Any system loading untrusted TFLite models (edge devices, mobile apps, on-device inference pipelines) is exposed to a crafted model that triggers a division-by-zero in the TransposeConv operator, potentially leading to crash or code execution. Patch to TF 2.5.0 / 2.4.2 / 2.3.3 / 2.2.3 / 2.1.4 immediately and enforce model provenance controls—only load models from trusted, integrity-verified sources.

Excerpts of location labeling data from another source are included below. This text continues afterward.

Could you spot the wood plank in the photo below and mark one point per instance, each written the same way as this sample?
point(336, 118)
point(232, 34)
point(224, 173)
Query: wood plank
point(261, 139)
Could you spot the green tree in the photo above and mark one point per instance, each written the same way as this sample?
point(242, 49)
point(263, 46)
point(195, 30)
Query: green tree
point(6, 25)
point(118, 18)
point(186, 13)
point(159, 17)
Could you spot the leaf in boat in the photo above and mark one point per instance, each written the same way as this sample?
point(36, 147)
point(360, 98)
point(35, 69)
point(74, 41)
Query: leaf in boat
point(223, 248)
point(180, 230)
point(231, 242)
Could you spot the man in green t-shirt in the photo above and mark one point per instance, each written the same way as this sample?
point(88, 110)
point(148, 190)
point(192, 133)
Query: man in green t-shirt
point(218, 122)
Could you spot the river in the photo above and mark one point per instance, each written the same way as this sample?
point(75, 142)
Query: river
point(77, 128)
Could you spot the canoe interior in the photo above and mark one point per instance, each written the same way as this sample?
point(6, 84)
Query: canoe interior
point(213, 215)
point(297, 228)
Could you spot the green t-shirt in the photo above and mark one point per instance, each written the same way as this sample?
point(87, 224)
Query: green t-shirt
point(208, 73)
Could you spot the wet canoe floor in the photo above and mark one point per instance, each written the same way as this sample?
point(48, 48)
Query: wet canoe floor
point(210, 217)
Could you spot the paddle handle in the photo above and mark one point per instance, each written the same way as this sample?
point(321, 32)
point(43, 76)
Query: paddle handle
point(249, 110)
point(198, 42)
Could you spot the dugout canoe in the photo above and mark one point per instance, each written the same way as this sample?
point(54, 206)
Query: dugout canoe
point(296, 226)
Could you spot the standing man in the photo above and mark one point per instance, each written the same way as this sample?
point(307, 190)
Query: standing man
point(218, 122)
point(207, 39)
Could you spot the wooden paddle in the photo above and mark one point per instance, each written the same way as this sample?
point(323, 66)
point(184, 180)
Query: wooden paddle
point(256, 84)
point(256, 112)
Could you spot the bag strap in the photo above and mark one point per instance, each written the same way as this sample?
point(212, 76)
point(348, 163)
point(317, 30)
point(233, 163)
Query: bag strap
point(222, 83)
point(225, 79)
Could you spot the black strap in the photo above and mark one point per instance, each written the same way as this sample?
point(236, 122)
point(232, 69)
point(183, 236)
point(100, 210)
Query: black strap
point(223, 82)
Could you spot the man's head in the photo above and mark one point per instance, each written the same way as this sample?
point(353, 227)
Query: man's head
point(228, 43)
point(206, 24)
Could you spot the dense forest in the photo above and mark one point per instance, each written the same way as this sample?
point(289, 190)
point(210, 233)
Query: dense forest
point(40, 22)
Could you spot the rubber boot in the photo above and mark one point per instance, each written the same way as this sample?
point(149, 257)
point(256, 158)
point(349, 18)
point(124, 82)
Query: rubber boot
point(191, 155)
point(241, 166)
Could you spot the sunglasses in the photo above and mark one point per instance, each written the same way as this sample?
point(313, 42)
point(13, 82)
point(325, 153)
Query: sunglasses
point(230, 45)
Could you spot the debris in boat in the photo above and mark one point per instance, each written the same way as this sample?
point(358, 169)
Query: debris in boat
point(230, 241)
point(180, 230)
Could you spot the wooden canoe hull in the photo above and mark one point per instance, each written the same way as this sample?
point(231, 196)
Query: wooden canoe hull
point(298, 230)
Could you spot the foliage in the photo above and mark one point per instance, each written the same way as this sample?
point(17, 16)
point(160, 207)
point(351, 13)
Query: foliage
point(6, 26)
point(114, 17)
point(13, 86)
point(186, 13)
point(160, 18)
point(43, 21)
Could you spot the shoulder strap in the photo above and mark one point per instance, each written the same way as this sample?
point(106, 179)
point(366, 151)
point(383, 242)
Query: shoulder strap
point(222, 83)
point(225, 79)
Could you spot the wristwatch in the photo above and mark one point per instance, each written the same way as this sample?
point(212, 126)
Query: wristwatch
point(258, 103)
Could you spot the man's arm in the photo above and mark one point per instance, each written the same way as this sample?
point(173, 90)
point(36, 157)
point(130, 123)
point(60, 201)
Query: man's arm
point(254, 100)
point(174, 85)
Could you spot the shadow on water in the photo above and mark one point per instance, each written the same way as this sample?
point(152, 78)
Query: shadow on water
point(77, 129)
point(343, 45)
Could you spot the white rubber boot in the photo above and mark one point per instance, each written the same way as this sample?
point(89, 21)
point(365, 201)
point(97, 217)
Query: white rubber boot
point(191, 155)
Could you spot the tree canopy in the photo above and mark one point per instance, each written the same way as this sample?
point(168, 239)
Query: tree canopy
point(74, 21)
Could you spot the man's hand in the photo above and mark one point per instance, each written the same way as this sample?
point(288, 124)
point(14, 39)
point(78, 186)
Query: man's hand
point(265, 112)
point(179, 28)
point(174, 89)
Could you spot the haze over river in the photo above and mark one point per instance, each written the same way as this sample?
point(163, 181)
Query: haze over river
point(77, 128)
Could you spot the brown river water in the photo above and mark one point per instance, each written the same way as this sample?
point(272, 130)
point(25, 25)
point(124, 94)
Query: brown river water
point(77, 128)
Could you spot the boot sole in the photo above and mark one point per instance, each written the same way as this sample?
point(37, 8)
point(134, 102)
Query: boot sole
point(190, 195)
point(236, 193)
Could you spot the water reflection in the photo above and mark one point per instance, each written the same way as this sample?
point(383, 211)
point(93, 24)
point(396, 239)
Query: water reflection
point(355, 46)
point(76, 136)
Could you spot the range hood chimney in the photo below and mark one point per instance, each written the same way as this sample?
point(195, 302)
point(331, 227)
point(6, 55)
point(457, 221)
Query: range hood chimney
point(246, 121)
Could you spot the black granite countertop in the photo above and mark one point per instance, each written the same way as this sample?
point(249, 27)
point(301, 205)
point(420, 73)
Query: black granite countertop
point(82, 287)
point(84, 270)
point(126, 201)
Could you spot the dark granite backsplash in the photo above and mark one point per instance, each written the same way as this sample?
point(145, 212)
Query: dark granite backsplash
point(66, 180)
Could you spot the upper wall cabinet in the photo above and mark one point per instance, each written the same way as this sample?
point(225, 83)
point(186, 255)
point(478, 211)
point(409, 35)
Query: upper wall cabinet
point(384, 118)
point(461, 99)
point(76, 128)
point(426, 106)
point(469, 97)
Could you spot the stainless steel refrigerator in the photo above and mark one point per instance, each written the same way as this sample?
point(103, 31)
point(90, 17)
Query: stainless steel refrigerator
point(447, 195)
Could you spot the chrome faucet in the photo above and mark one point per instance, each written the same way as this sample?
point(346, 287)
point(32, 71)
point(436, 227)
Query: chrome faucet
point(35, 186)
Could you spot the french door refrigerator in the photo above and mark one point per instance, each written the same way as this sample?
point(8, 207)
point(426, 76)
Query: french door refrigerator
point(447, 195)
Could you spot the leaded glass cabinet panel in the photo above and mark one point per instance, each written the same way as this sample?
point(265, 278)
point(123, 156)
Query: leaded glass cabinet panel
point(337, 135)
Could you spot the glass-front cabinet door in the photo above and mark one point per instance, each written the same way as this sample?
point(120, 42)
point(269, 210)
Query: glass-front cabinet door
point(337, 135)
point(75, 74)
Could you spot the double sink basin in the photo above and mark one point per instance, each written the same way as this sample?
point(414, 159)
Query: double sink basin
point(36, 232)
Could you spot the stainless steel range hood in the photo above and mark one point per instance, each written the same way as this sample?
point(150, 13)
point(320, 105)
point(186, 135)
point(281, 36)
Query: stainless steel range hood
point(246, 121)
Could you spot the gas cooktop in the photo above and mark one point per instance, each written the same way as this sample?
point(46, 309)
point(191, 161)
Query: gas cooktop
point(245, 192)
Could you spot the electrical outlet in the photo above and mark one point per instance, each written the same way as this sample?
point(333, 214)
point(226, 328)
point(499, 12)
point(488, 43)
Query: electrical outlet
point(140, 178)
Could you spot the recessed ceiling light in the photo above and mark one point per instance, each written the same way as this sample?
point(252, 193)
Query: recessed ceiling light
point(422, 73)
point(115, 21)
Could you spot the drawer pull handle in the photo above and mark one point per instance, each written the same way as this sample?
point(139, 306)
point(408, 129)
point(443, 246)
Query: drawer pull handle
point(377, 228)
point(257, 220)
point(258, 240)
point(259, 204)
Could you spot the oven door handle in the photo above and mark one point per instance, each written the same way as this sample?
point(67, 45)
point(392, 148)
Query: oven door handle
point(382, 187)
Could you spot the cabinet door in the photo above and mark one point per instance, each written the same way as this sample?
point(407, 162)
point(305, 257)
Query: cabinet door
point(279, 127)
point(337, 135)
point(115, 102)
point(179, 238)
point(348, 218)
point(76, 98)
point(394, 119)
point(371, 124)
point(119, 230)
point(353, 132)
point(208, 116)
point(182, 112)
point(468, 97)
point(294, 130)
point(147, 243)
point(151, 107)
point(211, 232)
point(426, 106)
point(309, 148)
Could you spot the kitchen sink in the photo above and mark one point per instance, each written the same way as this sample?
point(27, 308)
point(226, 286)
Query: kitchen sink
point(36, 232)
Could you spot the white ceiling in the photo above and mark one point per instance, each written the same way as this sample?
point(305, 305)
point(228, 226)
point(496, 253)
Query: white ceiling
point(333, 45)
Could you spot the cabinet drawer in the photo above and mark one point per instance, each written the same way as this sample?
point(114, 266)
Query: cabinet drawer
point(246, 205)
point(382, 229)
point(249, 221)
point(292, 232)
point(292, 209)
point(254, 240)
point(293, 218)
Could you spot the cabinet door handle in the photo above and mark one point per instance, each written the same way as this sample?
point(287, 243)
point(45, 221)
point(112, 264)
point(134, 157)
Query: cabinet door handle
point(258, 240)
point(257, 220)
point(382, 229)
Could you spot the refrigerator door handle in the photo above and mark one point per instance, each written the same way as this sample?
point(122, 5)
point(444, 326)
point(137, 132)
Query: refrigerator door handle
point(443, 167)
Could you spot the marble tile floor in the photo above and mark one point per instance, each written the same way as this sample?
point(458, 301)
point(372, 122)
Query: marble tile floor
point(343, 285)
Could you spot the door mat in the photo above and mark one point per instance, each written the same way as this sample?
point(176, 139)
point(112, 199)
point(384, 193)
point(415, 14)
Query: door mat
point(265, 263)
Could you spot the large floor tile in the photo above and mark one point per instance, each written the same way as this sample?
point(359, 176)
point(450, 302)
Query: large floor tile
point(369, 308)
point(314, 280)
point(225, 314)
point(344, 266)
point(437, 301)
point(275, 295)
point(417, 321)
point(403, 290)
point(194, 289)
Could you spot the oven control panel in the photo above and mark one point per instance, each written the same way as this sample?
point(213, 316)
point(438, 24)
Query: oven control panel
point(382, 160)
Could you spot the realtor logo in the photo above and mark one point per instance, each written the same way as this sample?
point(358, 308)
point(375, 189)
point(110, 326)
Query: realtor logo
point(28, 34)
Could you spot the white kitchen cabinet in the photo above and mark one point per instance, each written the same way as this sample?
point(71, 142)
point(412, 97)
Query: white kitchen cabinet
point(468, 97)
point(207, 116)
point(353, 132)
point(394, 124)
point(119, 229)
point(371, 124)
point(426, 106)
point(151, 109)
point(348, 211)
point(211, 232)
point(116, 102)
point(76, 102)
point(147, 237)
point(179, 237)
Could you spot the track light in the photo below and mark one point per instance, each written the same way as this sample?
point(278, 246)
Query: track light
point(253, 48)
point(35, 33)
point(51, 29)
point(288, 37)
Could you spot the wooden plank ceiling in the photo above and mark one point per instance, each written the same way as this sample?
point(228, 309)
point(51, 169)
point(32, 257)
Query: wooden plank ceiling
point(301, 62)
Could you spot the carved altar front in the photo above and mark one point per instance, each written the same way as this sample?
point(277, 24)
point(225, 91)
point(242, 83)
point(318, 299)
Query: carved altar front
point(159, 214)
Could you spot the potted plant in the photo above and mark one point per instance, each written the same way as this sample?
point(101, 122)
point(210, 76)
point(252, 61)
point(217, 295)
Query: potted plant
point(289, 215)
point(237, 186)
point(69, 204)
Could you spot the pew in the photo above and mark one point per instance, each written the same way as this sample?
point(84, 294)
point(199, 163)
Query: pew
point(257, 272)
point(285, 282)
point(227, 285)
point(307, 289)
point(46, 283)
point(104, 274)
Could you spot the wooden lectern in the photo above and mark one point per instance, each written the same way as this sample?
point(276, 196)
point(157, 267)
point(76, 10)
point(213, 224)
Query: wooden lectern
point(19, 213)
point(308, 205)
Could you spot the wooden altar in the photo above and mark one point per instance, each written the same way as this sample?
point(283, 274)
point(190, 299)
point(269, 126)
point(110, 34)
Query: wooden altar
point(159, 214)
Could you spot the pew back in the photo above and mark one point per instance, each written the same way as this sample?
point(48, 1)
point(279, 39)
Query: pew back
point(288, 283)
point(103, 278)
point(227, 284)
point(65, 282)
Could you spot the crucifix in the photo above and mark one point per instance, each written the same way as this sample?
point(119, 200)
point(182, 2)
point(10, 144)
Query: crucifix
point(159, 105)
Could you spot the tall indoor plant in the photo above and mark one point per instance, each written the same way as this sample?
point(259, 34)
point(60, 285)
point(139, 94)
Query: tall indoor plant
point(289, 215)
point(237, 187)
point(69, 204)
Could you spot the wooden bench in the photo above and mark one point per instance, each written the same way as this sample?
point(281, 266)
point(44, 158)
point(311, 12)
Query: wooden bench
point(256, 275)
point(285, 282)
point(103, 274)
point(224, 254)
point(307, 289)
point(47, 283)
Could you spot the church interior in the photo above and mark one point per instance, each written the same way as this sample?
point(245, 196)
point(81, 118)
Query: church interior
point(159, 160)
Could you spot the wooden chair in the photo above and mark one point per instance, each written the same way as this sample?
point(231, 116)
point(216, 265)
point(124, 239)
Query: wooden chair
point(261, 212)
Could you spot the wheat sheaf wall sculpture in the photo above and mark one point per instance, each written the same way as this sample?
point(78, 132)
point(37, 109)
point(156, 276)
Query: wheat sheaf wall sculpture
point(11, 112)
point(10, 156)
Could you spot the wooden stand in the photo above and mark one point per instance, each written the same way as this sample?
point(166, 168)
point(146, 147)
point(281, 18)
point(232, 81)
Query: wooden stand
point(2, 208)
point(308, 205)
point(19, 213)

This is a supply-chain-style attack surface: the malicious payload is the model file, not network traffic.
Is CVE-2021-29588 actively exploited?
Proof-of-concept exploit code is publicly available for CVE-2021-29588, increasing the risk of exploitation.
How to fix CVE-2021-29588?
1. Patch: Upgrade to TensorFlow 2.5.0, 2.4.2, 2.3.3, 2.2.3, or 2.1.4. 2. Model provenance: Enforce cryptographic signing and integrity verification for all TFLite model files before loading—reject unsigned or unverified models. 3. Input validation: If running unpatched versions, add pre-load validation that checks stride_{h,w} values in TransposeConv layers are non-zero. 4. Sandboxing: Run TFLite inference in an isolated process or container to contain crash impact. 5. Detection: Alert on inference process crashes or abnormal exits—these may indicate exploitation attempts against this or similar vulnerabilities.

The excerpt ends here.